Full speed ahead toward climate neutrality
The innovative spirit of German industrial companies is not only evident in the Federal Republic itself. Sometimes it also unleashes its power in faraway places, for example in Puntas Arenas in the south of Chile. In this area, it is very windy on around 270 days a year - the ideal location not only for wind turbines, but also for a process that makes use of wind power: power-to-liquid technology for the production of synthetic fuels. At the end of 2022, German car manufacturer Porsche put the plant, named Haru Oni ("the place where the wind blows"), into operation. It is the first of its kind in the world. Porsche has invested more than 100 million euros in the pilot project and the operator High Innovative Fuels Global (HIF).
Porsche relies on an e-mix
Synthetic fuels are one component of the sports car manufacturer's sustainability strategy, in addition to electromobility. "Porsche is focusing on a double E: electromobility and complementary e-fuels," says Barbara Frenkel, Executive Vice President Procurement at Porsche AG. For good reason: There are around 1.3 billion combustion engine cars worldwide today. A large proportion of them will still be on the roads for years to decades to come.
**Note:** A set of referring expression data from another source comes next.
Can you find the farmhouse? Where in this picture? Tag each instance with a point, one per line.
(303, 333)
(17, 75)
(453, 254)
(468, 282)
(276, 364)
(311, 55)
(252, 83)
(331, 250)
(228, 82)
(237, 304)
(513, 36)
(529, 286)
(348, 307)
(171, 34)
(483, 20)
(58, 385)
Synthetic fuels are therefore an important building block for reducing pollutant emissions in traffic and achieving the European climate targets. They can be used directly in the combustion engines that already exist today and enable so to say a CO2-neutral locomotion if they are produced using renewable energies. This is the case with Porsche's plant. In addition to individual transportation, synthetic fuels also offer great potential for those fields of application for which green electricity is not available as a primary energy, such as aviation and shipping.
The process: Power-to-Liquid
The central component of Haru Oni is an electrolysis system from Siemens Energy. It uses electricity from wind power to break down water into hydrogen and oxygen. In an intermediate step, it enriches the green hydrogen with carbon dioxide from the ambient air. Further synthesis processes convert the resulting synthesis gas into methanol, the basic material for liquid synthetic fuels. Since the production of e-fuels based on wind power binds about as much carbon dioxide as the combustion engine later emits again when consuming the fuel, the carbon footprint is balanced.
In the first phase of the pilot project, Porsche plans to produce around 130,000 liters of e-fuels in Chile. These will initially be used in racing, in the Porsche Mobile 1 Supercup, and in the Porsche Experience Centers. By the middle of the decade, the volume is expected to grow to 55 million liters per year, with the next step about two years later being 550 million liters of e-fuels per year - depending on the ongoing approval processes.
For production on a larger scale, the immediate onward transport of the e-fuels is also assured, as the plant is strategically located in the immediate vicinity of the Strait of Magellan. From there, ships can transport the new fuel all over the world and connect directly to the existing infrastructure for conventional fuels.